The Institute has also launched new initiatives to encourage translational research in all forms of muscular dystrophy, and to stimulate career development opportunities for muscle disease researchers. These efforts are designed to facilitate the development of new and more effective treatments for muscular dystrophy, and to increase the number and quality of investigators in basic, translational, and clinical research focused on this disease.

Regenerative Medicine

Regenerative medicine - a multidisciplinary field that involves the life, physical, and engineering sciences - is an emerging area of research that cuts across several NIAMS programs. For example, important advances have been made recently in the development of promising new polymers for cartilage repair. Cartilage is a tissue that lacks capacity for self-repair. However, multidisciplinary studies by biologists, engineers, physicians, and other are providing new strategies for treating degenerative cartilage that may result in treatments for articular cartilage lesions. Researchers funded by the NIAMS have developed a class of injectable materials based on a biodegradable polymer, OPF (oligo-polyethylene glycol fumarate), for cartilage tissue engineering. Short-term studies in experimental animals demonstrated excellent tissue filling and integration resulting from implantation of these materials into cartilage defects. The polymers were also designed to deliver bioactive molecules (such as growth factors) as well as cells (such as chondrocytes or progenitor cells) to cartilage lesions to enhance tissue repair. Early results show that chondrocytes remain viable, proliferate, and synthesize cartilage matrix components in these polymer gels. Taken together, these results indicate that OPF gels are promising materials for cell delivery in cartilage repair strategies.

Conclusion

The scientific advances and innovative initiatives highlighted above paint a picture of research progress that has benefited millions of American children and adults. In the coming fiscal years, NIAMS will focus on strategic collaborations by building partnerships to pursue shared goals across public, academic, and private research entities. A primary example of such a coordinated effort is the Collaborative Initiative on Bone Strength. NIAMS - in conjunction with other NIH components, the Food and Drug Administration, and industry partners - is exploring a potential public-private collaboration on bone strength. The main goals of such an initiative would be to provide data supporting the use of new bone strength markers as surrogate endpoints for fractures in clinical trials, and to find measurements that predict risk of fracture more accurately than does bone density. This would facilitate the continued development and approval of new treatment alternatives to prevent fractures through the support of clinical trials that are smaller, shorter, and less expensive than current studies.

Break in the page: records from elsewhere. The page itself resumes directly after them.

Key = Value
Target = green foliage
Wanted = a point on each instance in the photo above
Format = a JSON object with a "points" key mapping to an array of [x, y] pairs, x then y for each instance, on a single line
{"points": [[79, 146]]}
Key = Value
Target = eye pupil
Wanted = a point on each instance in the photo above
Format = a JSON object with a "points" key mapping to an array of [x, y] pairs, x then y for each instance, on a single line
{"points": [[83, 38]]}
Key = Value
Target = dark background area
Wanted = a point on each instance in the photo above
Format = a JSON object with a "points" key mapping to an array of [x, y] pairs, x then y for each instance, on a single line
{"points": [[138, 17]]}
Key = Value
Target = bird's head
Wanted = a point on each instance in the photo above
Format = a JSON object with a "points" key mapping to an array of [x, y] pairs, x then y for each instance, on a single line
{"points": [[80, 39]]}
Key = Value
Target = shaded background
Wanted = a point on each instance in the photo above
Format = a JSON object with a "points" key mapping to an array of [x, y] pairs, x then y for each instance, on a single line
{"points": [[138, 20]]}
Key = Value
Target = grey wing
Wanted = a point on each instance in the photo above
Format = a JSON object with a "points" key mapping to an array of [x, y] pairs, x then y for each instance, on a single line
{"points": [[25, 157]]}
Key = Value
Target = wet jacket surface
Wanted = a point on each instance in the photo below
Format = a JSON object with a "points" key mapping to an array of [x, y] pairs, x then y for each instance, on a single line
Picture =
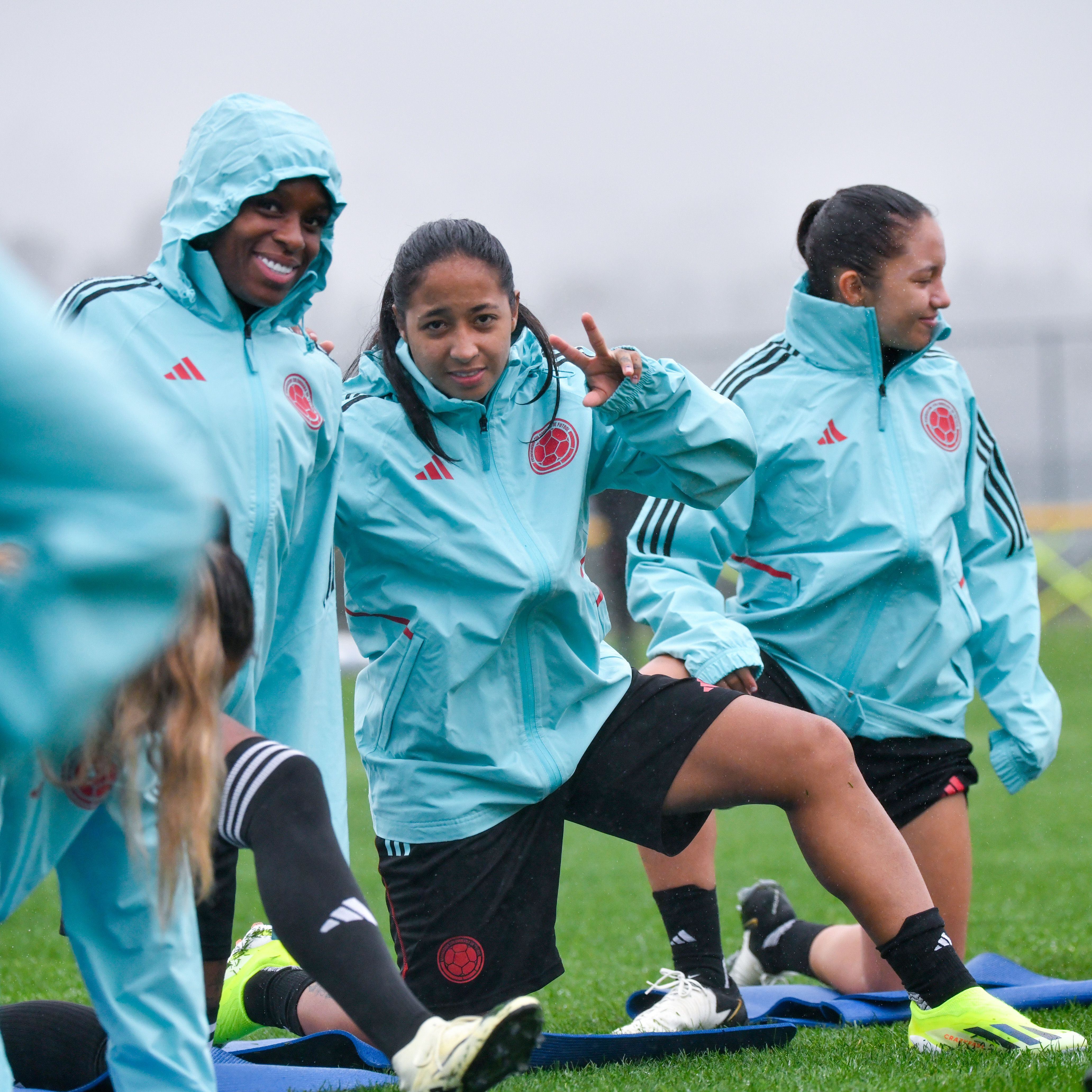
{"points": [[261, 402], [489, 673], [882, 552]]}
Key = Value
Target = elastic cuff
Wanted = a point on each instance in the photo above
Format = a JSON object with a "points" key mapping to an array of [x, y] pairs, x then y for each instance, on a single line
{"points": [[1011, 762], [627, 395], [724, 663]]}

Finally, NIAMS is placing a high priority on strengthening the pipeline of well-trained investigators across the Institute's areas of research interest. This commitment includes funding for the new NIH award program, "Pathway to Independence," to support young investigators, as well as an enhanced emphasis on basic, translational, and clinical training at the major research centers supported by NIAMS. All of these activities are driven by our dedication to fulfill the mandate that Congress gave the Institute when it created NIAMS; namely, to reduce the burden of illness and to enrich the quality of life for all Americans affected by diseases within our mission.